Bacteria in the oral cavity are responsible for the development of dental diseases such as caries and periodontitis, but it is becoming increasingly clear that the oral microbiome also benefits human health. Many oral care products on the market are antimicrobial, killing a large part of the oral microbiome but without removing the disease-causing biofilm.
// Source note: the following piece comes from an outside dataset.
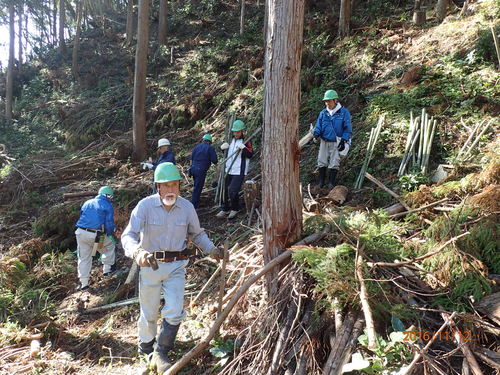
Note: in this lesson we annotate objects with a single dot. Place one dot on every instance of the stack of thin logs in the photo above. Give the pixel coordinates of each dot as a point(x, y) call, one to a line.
point(465, 152)
point(421, 129)
point(374, 134)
Instead, non-biocidal matrix-degrading enzymes may be used to selectively remove biofilm without harming the overall microbiome.
The challenge of using enzymes to degrade biofilms is to match the narrow specificity of enzymes with the large structural diversity of extracellular polymeric substances that hold the biofilm together. In this study, we therefore perform a large-scale screening of single and multi-enzyme formulations to identify combinations of enzymes that most effectively remove dental biofilm.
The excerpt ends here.